First Principle - fair and lawful processing
"Personal data shall be processed fairly and lawfully and, in particular, shall not be processed unless-
Compliance with the first principle requires the processing to meet three obligations and be:
- Fair; and
- Lawful; and
- Meet a condition for processing.
Ensuring fairness in everything you do with people's personal details is central to complying with a data controller's duties under the Act.
This includes circumstances where you are considering sharing personal data with another organisation - you should carefully consider what the recipient will do with the information and what effect it will have on the individual concerned.
In practice it means that you must:
- have legitimate reasons for collecting and using, including sharing, personal data
- not use the data in ways that have unjustified adverse effects on the individuals concerned
- be open and honest about how you intend to use the information
- give appropriate 'privacy policies' or 'fair processing notices' when collecting information
- ensure that people are not misled or deceived about the use of their information
- handle people's information only in ways they would reasonably expect
- make sure you do not do anything unlawful with the information
The Act prohibits any processing of personal data by a data controller unless there is lawful justification.

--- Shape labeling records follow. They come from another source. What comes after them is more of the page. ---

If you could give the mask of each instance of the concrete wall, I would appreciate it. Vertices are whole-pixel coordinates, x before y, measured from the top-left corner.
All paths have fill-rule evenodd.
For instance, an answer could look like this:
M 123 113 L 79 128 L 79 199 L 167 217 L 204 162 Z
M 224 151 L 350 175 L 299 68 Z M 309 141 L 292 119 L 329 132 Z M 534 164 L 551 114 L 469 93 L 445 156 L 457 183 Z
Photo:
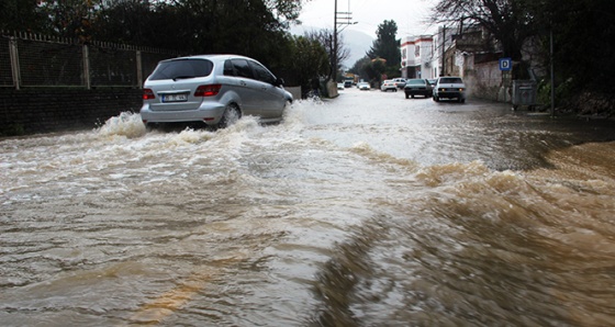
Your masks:
M 463 81 L 471 97 L 512 101 L 512 76 L 500 70 L 499 61 L 476 64 L 473 69 L 466 70 Z
M 94 128 L 141 105 L 141 89 L 0 90 L 0 136 Z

To be lawful the processing must be generally lawful, i.e. in accordance with the law, referring to statute and common law, whether that is civil or criminal. This applies to public and private sector organisations.
If processing personal information involves committing a criminal offence, the processing will obviously be unlawful.
However processing may also be unlawful if it results in, for example
- an organisation exceeding its legal powers or exercising those powers improperly
- a breach of the Human Rights Act 2001
- a breach of a duty of confidentiality
- an infringement of copyright
- a breach of an enforceable contractual agreement
- a breach of industry-specific legislation or regulations
Meeting a condition for processing
To ensure lawfulness, the processing must also meet one of the conditions set out in Schedule 2 of the Act.
Many of these conditions relate to the purpose or purposes for which you intend to use the information, and take into account the nature of the information in question.